I’ve organized this list by categories that make sense to me, but there’s not “right way” to do it. If something different works for you, run with it! Part of feeling empowered (as opposed to powerless) is to put your own stamp on things. Kids (or adults) might like to use a certain colored pen or marker, or decorate their list. The point is absolutely to “make it your own”.

SOCIAL/EMOTIONAL:

  • Be gentle with yourself. That means have compassion if you’re forgetful, moody, distracted or not as productive as you used to be. These are all normal and often unavoidable symptoms of stress.
  • Lean in to connection with others you miss spending time with.
  • Take space if you need to. Even people who generally consider themselves to be extroverted, sometimes need time and space to recharge.
  • Journal. This is a great way to offload emotion and “feel heard” about what challenges you without concern about the judgement or feelings of others.
  • Listen to music. Listening to music can shift our mood, affirm how we’re feeling and connect us to a sense of comfort that someone somewhere has also felt as we do.
  • Create. Any creative activity is expressive and is also empowering as you exert control over the media used to create things as you see, feel, or need them to be.

PHYSICAL:

  • Go slowly. In times of stress we can find ourselves in cycles of reaction that don’t reflect who we are. Going slowly makes time for you notice how things are affecting you and gives you space to adjust things as needed to support your well-being.
  • Exercise: Any kind of exercise, but start slow (like walking) if it’s not a regular part of your routine. Slow exercises teamed with an element of mindfulness (enjoying the view while you walk, attending to the breath while stretching or doing qi gong or yoga) can be particularly rewarding and stress reducing.
  • Dance parties. They’re not just for kids. Sometimes shaking stress off physically gives a renewed sense of relief and a reconnection to our capacity for joy.
  • Attending to the senses: Adjustments to light, getting some sun (don’t forget your SPF) and sounds and scents can help us regulate our nervous system. Salt lamps, fairy lights, incense, essential oils and ambient music can all contribute to the creation of a calming environment.
  • Routine: Routine helps our bodies know when to sleep, when to get up, and when and what to eat and when to eliminate wastes, all essential to feeling good.
  • Do nothing at all: Sometimes just sitting and allowing yourself the time to “catch up to yourself” is everything.

MENTAL:

  • Reading. A workout for the intellect and/or the imagination. Also, a great “escape”.
  • Puzzles: jigsaw, Sudoku, crossword, etc.
  • Mindful activities: cooking, baking, gardening, adult coloring books, writing letters, doing chores. These can keep us busy, absorb our thoughts and give us a break from our worries.

SPIRITUAL:

  • Spending time in nature. Connecting with nature can be a major source of calm and create a feeling of connection to the wider world.
  • Mediation or prayer: There are many great meditation apps available. It’s a personal choice. Explore to see what appeals most to you.
  • Other spiritual/faith-based rituals: It can be helpful and illuminating to read up on what other faiths and cultures believe brings people comfort and relief. You can adapt some of these practices to your own needs.

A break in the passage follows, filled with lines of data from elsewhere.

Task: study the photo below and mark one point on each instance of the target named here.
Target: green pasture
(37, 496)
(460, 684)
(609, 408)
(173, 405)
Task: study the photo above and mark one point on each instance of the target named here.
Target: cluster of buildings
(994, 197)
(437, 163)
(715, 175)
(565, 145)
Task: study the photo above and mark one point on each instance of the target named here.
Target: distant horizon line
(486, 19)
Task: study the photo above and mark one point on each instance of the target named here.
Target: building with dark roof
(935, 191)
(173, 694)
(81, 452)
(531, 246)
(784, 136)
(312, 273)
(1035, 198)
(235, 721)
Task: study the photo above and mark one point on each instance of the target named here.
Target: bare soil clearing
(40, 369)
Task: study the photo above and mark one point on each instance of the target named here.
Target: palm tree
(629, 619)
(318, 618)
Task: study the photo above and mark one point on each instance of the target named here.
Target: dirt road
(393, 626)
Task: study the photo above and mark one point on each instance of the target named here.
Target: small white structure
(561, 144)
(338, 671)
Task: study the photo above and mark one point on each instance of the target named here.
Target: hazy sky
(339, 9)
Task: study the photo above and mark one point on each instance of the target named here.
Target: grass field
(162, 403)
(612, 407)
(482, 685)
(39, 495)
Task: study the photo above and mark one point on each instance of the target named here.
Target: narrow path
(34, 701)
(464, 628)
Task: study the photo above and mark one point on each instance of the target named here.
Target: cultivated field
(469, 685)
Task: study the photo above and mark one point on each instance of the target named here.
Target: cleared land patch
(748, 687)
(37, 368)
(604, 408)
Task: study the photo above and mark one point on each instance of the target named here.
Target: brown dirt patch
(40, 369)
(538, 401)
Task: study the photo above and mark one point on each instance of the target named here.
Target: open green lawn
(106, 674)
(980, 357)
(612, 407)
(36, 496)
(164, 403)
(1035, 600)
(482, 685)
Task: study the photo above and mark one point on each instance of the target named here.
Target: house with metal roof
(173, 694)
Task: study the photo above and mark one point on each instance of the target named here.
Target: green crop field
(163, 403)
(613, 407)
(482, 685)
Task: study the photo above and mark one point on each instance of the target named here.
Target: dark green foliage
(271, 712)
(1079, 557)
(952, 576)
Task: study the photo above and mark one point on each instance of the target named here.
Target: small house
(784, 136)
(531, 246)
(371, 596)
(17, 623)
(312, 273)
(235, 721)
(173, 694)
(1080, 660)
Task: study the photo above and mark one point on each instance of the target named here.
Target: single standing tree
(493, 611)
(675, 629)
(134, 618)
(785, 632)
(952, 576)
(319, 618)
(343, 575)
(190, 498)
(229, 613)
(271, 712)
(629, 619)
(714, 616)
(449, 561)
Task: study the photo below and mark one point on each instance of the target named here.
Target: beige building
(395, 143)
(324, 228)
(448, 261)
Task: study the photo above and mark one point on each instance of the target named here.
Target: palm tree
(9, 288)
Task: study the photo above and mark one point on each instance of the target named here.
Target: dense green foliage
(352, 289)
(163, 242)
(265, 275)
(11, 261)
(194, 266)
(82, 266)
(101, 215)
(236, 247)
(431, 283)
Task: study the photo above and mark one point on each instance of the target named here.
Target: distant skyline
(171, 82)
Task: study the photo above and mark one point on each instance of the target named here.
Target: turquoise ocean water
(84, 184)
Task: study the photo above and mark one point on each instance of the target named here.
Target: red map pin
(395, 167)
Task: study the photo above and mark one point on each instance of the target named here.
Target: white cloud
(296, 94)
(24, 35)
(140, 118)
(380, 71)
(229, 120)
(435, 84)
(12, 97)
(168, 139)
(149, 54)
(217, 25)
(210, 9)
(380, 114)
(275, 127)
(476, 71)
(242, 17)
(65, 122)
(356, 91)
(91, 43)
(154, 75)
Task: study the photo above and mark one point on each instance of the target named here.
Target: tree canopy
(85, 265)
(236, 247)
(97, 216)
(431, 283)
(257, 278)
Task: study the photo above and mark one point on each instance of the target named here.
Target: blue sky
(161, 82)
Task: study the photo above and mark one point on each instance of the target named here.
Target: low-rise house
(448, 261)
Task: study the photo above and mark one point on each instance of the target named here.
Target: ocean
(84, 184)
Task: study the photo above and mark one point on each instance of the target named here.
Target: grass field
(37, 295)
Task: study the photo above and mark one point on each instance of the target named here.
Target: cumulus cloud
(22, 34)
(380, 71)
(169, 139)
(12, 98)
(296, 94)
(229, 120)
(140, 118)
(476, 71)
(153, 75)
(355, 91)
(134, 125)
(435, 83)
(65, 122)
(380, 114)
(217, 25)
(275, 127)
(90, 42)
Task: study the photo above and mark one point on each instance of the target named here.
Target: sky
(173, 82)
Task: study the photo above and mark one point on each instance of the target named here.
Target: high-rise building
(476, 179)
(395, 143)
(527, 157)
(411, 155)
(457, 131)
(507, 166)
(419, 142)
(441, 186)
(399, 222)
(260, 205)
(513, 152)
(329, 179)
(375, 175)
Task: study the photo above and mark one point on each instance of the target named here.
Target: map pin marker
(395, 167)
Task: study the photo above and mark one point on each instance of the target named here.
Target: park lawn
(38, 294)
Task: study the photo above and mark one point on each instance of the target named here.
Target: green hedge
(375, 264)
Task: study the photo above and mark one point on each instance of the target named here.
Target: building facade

If nothing else, do your best to approach your shifting thoughts and feelings with compassion. Much of the difficult aspects of what we experience in times of stress don’t define who we are, but are a function of our defense mechanism and its investment in our survival. A little compassion goes a long way in disarming those defenses and ensuring we stay connected to the softer, gentler parts of ourselves that are essential to seeing ourselves and others through rough weather.